Drapé dans des caftans et tuniques aux reflets d’or des souverains d’Afrique, Mouammar Kadhafi ne se contente plus, pour satisfaire son ego surdimensionné, des titres auto-attribués de « Guide de la Jamahiriya », « roi des rois traditionnels », « penseur international », « sauveur de l’humanité », etc. En mal de reconnaissance internationale, il a désormais recours à des cabinets de lobbyistes, de consultants stratégiques et à des agences de communication et de relations publiques pour se fabriquer un nouveau profil. Chose impensable il y a moins d’une décennie : tous sont américains. Pour lisser l’image de celui que l’ex-président Ronald Reagan traitait dans les années 1980 de « chien fou du Moyen-Orient », ces cabinets ont dû attendre que Washington rétablisse ses relations diplomatiques avec Tripoli, rompues pendant une vingtaine d’années.

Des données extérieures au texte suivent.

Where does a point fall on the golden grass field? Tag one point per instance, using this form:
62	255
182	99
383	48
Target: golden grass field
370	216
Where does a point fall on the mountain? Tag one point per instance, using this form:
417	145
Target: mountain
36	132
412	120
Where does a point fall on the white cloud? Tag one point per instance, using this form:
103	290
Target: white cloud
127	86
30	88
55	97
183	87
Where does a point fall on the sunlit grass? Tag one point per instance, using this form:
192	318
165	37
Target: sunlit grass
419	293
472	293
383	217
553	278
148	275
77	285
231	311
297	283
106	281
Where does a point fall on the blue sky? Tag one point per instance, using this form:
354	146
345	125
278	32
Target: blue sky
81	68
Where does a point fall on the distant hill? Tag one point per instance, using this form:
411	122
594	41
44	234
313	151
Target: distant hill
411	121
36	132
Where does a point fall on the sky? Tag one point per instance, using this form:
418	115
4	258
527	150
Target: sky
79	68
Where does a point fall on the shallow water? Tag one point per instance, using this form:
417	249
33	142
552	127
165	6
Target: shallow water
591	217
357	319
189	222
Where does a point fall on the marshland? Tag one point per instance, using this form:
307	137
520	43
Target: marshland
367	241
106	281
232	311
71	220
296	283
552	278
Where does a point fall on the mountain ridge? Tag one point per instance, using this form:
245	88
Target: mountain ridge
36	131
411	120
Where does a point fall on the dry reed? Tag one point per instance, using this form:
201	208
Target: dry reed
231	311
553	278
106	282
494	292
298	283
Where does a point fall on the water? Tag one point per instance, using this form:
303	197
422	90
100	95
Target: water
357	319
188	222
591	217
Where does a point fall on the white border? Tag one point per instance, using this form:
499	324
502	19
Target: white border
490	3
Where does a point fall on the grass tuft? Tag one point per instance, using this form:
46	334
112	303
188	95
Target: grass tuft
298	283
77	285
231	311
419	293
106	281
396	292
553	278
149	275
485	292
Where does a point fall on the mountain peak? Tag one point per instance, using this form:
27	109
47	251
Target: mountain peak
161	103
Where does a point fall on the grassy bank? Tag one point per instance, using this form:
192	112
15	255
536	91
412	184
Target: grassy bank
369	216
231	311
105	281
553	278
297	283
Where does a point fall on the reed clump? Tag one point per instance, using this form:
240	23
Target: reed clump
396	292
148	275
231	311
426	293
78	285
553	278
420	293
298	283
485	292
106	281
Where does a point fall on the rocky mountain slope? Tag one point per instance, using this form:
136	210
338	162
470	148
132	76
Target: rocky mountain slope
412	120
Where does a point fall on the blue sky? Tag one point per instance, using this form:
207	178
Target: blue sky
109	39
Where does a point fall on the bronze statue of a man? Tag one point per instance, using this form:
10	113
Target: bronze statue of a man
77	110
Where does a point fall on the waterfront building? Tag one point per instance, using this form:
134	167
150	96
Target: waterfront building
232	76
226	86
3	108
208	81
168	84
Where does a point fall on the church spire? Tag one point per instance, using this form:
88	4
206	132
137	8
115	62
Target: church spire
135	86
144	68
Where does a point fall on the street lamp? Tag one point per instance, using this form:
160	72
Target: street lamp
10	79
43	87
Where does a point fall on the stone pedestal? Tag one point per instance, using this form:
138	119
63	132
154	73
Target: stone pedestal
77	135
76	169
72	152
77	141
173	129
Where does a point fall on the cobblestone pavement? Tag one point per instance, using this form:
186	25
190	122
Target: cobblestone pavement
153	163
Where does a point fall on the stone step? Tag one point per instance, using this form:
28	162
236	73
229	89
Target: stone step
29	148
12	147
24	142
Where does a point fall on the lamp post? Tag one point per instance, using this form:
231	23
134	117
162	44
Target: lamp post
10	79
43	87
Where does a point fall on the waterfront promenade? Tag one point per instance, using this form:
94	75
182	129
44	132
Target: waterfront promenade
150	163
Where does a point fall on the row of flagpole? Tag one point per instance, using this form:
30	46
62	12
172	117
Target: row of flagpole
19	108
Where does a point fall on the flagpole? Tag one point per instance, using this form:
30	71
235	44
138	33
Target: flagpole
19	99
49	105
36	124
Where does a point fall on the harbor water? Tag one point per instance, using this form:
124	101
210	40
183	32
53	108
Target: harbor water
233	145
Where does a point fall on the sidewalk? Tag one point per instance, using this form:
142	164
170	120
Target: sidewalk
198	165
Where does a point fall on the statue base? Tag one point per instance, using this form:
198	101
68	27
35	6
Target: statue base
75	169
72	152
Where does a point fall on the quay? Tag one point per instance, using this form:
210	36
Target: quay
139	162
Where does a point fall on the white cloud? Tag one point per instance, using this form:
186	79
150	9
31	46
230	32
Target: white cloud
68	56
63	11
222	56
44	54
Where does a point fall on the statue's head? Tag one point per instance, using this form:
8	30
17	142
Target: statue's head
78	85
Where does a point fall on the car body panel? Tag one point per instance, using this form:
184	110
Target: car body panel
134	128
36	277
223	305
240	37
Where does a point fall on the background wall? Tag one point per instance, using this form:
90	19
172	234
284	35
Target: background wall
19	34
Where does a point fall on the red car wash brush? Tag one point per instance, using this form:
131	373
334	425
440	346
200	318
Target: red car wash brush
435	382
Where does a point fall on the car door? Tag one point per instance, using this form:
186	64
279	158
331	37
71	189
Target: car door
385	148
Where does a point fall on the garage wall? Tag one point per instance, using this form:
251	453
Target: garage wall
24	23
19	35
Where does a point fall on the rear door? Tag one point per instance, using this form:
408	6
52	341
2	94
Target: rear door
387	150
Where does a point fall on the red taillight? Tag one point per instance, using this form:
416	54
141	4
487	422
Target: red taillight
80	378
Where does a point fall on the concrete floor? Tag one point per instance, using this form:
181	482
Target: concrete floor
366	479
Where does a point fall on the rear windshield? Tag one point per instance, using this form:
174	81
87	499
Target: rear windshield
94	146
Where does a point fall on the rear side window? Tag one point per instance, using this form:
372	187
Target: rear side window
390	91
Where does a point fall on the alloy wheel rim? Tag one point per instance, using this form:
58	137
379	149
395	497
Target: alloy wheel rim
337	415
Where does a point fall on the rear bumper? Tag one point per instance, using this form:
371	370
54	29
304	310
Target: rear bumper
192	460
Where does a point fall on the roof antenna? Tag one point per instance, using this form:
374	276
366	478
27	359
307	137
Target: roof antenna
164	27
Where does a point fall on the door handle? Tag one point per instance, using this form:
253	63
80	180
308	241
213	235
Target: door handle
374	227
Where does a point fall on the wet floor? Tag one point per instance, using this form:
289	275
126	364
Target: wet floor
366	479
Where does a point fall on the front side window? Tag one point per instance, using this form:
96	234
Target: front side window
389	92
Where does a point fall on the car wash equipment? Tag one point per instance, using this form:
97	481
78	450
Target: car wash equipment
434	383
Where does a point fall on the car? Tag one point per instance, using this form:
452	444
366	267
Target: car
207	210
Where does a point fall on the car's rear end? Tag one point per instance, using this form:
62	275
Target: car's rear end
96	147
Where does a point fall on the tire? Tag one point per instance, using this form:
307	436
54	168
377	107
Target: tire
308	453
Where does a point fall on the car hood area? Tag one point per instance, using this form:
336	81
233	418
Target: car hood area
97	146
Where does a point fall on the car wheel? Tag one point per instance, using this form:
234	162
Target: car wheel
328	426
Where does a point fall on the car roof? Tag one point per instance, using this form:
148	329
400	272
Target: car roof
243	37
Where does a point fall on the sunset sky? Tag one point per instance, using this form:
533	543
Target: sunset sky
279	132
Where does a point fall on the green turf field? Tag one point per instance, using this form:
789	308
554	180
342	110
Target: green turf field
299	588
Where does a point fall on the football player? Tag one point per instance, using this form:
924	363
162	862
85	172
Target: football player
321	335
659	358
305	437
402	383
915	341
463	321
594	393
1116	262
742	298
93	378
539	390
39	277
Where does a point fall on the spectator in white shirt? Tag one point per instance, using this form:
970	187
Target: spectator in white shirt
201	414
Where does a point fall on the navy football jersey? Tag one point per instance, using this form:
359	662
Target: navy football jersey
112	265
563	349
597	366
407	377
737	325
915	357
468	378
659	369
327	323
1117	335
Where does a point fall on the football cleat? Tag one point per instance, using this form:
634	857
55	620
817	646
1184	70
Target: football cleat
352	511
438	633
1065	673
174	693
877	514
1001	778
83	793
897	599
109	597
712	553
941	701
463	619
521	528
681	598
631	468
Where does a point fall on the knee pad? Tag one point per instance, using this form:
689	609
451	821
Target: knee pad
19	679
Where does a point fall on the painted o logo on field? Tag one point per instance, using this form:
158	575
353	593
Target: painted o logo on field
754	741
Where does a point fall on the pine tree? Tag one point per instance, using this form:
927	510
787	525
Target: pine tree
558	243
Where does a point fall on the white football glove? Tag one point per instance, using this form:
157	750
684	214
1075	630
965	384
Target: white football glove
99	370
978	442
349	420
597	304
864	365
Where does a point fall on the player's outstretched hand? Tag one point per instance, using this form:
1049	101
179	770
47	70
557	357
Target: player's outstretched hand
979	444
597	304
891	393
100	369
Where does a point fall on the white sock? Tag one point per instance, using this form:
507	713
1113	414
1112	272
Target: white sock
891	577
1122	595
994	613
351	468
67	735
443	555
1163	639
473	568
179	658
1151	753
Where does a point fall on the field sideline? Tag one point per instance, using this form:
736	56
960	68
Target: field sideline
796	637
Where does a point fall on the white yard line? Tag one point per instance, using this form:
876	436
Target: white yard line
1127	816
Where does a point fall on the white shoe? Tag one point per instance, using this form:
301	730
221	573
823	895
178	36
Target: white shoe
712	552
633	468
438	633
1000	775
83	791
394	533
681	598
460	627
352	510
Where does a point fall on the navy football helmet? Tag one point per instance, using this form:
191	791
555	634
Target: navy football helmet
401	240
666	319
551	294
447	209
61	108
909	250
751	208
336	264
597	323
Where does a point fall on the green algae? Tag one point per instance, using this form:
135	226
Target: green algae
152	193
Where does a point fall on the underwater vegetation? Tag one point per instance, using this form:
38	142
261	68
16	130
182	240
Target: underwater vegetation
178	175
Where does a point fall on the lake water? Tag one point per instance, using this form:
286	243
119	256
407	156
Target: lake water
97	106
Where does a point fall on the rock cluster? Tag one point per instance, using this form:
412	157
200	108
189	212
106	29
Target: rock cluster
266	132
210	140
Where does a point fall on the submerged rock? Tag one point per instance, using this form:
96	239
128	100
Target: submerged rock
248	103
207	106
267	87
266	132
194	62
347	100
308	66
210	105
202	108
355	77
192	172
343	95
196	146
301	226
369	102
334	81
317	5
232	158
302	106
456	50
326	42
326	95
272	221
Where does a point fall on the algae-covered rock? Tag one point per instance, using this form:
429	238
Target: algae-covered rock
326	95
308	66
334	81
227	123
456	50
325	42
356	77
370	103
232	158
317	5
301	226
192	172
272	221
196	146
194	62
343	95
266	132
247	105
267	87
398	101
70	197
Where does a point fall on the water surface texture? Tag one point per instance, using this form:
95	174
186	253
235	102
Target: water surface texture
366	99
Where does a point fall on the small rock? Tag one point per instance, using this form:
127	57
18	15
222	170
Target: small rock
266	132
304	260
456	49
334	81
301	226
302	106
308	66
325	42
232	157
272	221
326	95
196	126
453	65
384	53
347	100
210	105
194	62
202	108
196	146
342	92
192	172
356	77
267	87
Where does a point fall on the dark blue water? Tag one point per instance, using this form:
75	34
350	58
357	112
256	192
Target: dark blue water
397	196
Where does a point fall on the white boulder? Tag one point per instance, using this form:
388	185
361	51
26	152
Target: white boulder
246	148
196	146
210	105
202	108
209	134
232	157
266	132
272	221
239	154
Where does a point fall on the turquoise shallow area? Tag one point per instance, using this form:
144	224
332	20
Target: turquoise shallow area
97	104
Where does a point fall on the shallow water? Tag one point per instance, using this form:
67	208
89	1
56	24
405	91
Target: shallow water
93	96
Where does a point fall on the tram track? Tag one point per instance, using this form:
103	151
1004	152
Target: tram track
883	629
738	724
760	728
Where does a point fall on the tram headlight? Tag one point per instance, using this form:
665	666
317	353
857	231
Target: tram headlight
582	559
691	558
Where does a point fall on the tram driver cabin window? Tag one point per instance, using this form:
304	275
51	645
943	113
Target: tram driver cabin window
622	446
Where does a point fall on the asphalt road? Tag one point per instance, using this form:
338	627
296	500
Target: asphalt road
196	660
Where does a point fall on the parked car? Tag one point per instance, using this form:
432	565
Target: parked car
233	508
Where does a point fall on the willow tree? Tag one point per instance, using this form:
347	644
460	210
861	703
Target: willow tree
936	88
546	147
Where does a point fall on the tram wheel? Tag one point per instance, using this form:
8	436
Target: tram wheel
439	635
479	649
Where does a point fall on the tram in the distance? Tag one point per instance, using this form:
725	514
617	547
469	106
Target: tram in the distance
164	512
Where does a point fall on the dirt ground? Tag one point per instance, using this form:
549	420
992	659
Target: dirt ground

Ce fut chose faite en 2006, après que Tripoli eut décidé de renoncer au terrorisme, d’indemniser à coups de milliards de dollars les familles des victimes de l’attentat de Lockerbie (décembre 1988) et de démanteler son programme d’armes de destruction massive.

Frappées du sceau de la confidentialité, les initiatives de ces cabinets américains pour vendre le « nouveau Kadhafi » ont été rapidement éventées grâce aux indiscrétions d’un groupe d’opposition libyen en exil qui a divulgué, en mars, des rapports et mémos adressés par lesdits cabinets au gouvernement libyen.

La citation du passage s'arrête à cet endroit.